Personal information
- Born: February 19, 1882 Sioux City, Iowa, United States
- Died: December 24, 1968 (aged 86) Portland, Oregon, United States

Sport
- Sport: Sports shooting

Medal record
Men's shooting
Representing United States
Olympic Games
| Gold medal – first place | 1920 Antwerp | Team clay pigeons |
| Silver medal – second place | 1920 Antwerp | Trap |

= Frank Troeh =

American sport shooter

Frank Merlin Troeh (February 19, 1882 – December 24, 1968) was an Olympian who won a silver and a gold medal in trap shooting for the United States at the 1920 Summer Olympics in Antwerp, Belgium.

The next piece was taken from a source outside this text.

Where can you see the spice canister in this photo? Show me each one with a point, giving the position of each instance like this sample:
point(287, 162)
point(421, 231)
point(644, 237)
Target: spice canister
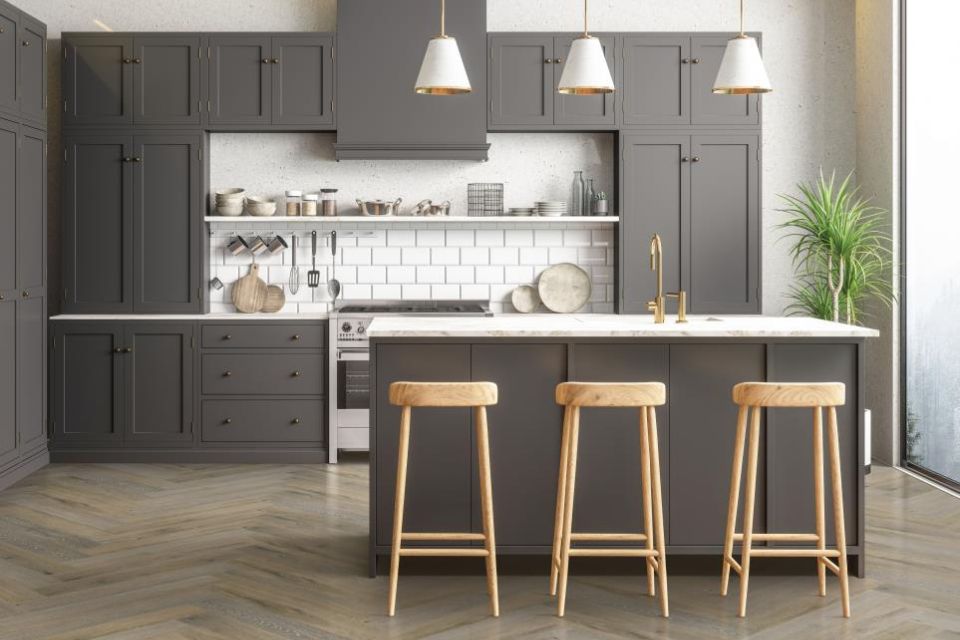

Troeh grew up in North Dakota. He moved to Washington, and later to Oregon, where he dominated the sport at all levels for more than 20 years. From 1913 through 1930, he was among the top 25 singles average leaders every year. In 1934, he won all four championship events at the Oregon State Shoot: singles, handicap, doubles, and all-around, the first time the feat had been accomplished. Troeh continued to compete and win well into the 1950s.

Troeh died in 1968 at the age of 86. He was inducted into the National Trapshooting Hall of Fame in 1970 and was an inaugural member of the Oregon Sports Hall of Fame in 1980. He was born in Sioux City, Iowa and died in Portland, Oregon.